News, service

Meta Sam 3D: Create 3D from 2D Photos

25. 11. 25.

Meta has strengthened its vision AI competitiveness by unveiling its next-generation image segmentation model, SAM3, and its single-image-based 3D reconstruction technology, SAM3D. This release is considered a technological advancement that fundamentally changes the way we understand and edit images and videos. Meta also unveiled a new experimental platform, Segment Anything Playground, allowing anyone to try out both models.

Sam3 provides the ability to detect and segment objects within images using text commands alone. While existing models focused on categorized labels like vehicles or animals, Sam3 also recognizes specific expressions like the red hat. This allows users to select and edit only the desired objects during photo or video editing, offering new ways for creators and editors to utilize Sam3. Meta announced that Sam3 will be integrated into its Edits app and Meta's AI-based service, Vibes.

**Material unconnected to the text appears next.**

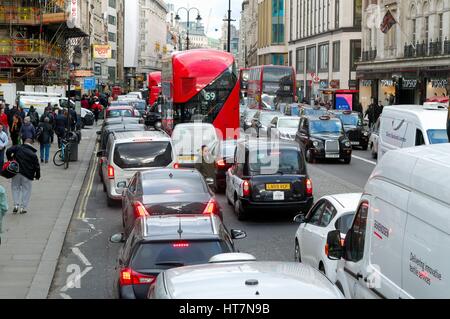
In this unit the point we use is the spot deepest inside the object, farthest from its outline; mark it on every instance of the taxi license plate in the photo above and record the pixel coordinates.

Sam3D is a model that reconstructs objects and people in three dimensions using just a single photo. Sam3D Object reproduces the shape and texture of various objects, such as furniture and household items, found in everyday scenes. Sam3D Body precisely estimates human full-body poses and body shapes. Meta explained that it built a large-scale image- and video-based dataset to achieve this, and designed it to handle complex poses and occluded bodies.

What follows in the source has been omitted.